The house of the future
It may not rival the Jetson's, but new smart home will pamper its dwellers
Almost as soon as electricity started flowing, futurists could visualize the residence of tomorrow as a "smart home" able to sense-and meet-its inhabitants' environmental wishes.
The smart home, in the vernacular an "intelligent host," records frequently watched TV programs automatically, turns on the coffee, draws a whirlpool bath at precisely 101 degrees and adjusts room temperatures. It knows what's running low in the refrigerator and orders more. It recognizes that the pet schnauzer is not an intruder.
"The smart house can adjust temperatures, lighting and other devices while you're there and while you're not, to minimize the cost while still keeping you comfortable."
Computer Science and Engineering Professor Diane Cook
Though the technology has taken awhile to arrive, smart homes are already a $600 million-a-year business. With the further integration of computer and wireless technologies, prospects are for a multibillion-dollar industry within a very few years.
That is, if the appropriate research is undertaken and completed, which is exactly what UTA's soon-to-be-built MavHome is all about.
The National Science Foundation is so interested that it has provided a $1.16 million support grant. The home will be funded by other donations or grants and built on the UTA campus, likely at Davis Street and UTA Boulevard. The multidisciplinary research project aims to create a home as an intelligent agent that reads its environment and takes action as required.
Suppliers and manufacturers are lining up to have their products tested at the MavHome. "The house will be approximately 4,000 square feet, or possibly larger," said MavHome team member Diane Cook, a computer science and engineering professor. "There's considerable interest in participation by at least a couple of corporations, which could boost the size somewhat."
Dr. Cook said the home will be architecturally state of the art, with portions used for short-term experimental residency, classrooms, labs, offices for researchers and space for seminars, receptions and technology demonstrations.
Until the home is designed and built, the MavHome team-in addition to Dr. Cook, faculty members Lawrence Holder, Sajal Das, Sharma Chakravarthy, Manfred Huber, Farhad Kamangar and Ramesh Yerraballi-is putting together a demonstration project in a UTA lab that will eventually be enlarged and moved to the house.
"Over the summer we had students using remote controls to operate a variety of devices as they come into the lab to work, eat, that kind of thing," Dr.

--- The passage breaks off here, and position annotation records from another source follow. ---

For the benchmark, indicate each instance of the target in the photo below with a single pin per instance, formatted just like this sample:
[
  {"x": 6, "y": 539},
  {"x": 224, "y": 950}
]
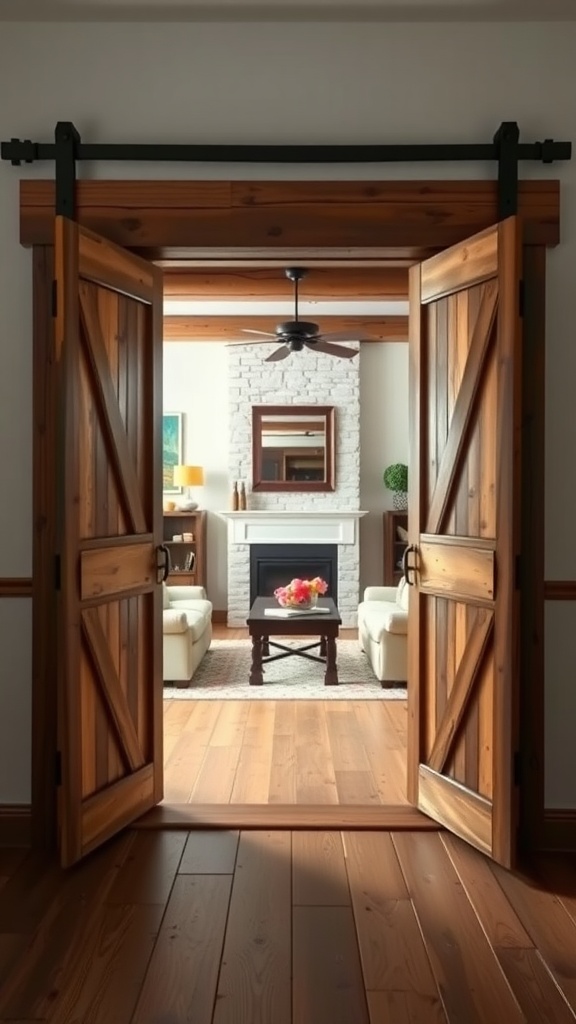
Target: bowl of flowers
[{"x": 300, "y": 593}]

Cook said. "We collect data on these individuals, their uses and their typical activities in the lab."
This fall, that data is being used to predict activities and automatically develop patterns of use and optimization.
"Not only does a smart house make living easier, it has implications for enormous energy savings," Dr. Cook points out. "We look at factors like comfort of the inhabitant as well as saving operating costs. The smart house can adjust temperatures, lighting and other devices while you're there and while you're not, to minimize the cost while still keeping you comfortable.
"We have to make these decisions carefully, though, because we don't necessarily want to automate everything. If we get it wrong, it's going to be very annoying and make people not want to use this technology."
Such a computerized environment could easily adapt to the kind of differences, for example, that occur as kids grow up or occupants change. "Patterns of activity are going to change, just as they do when one family moves out and another moves in," Dr. Cook said.
In addition, voice recognition and activation will be part of any smart house project, meaning an oral ability to alter the home environment. In short, to give orders. Temperature up, down. Open pet door. Run bath now.
Despite all of this technological complexity, the smart house must be relatively easy to use. Residents might want to phone home with special orders or procedure changes.
"This is like a light clapper," Dr. Cook jokes, "but a great deal more intelligent."